Yeniden Yenikapı'dayız… 15 Temmuz sonrası bu meydanda şunu gördük; tehdit söz konusu olduğunda bir araya geliyor, ittifak kurabiliyor ve sağduyunun birlikteliğini sağlayabiliyoruz.
Bu defa İstanbul'un yarını için Yenikapı'dayız… Meydanı dolduran 1,6 milyon insan, Büyükşehir adayı Binali Yıldırım'ın tecrübesini, Devlet Bahçeli'nin uyarılarını ve Cumhurbaşkanı Erdoğan'ın İstanbul aşkını dinledik.
İstanbul, herhangi bir şehir değil. Bu, yalnızca ülke ekonomisinin yarıdan fazlasını üretmesinden değil, kültürden ulaşıma, lojistikten kongreye dek gezegenin yeni kavşağı olmasından kaynaklanıyor.
Dünyada 1 milyon yerleşke, 19 bin turizm varış noktası var. 1000 yıldan yaşlı 100 kadim kent, 100 yıldan eski 1000 şehir var. İstanbul her daim ilk 10'da olmayı başarmış, hatta 16-17'nci Yüzyılda en popüler kent olmuştur.
Küresel rekabetin giderek ülkeler arasından şehirler yarışına dönüştüğü dünyada, İstanbul için yapılacak her iyileşme, bir yandan Türkiye ekonomisini yüceltirken diğer yanda ülkemizin küresel arenadaki konumunu, önemini arttıracaktır.
Şehirleri tarih sahnesinde tutan 3 temel dinamik vardır; 1- tarihi kültürel miras, 2-doğal kaynaklar ve 3- yerel kabiliyetler… İstanbul 10 bin yılı aşan tarihi ve kültür odağıyla bu dinamiğe daima sahip olmuştur.

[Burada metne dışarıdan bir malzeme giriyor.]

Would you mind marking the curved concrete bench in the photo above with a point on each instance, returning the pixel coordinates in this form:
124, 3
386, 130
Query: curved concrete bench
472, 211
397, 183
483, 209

Doğal kaynak itibarıyla nehirdeniz formundaki Boğaz'ı, Haliç'i, tepeleri, ticaret yollarıyla zenginlik abidesidir.
Ancak bu iki şart sağlansa dahi 3'üncü dinamik olan yerel kabiliyetler yoksa gelecekte var olmayı garantileyemezsiniz. Nitekim yerel kabiliyet eksikliğinde İstanbul'u dünya sahnesinde geriler durumda bulduk defalarca.
Bugün ister kuzeyden güneye, ister doğudan batıya ölçün, İstanbul dünyanın orta yerindedir. Atlantik'ten Pasifik'e kayan dünya zenginliğinin giriş-çıkış kapısıdır ve burada yapılacak her yanlışın, geri döndürülemez bedelleri olacaktır.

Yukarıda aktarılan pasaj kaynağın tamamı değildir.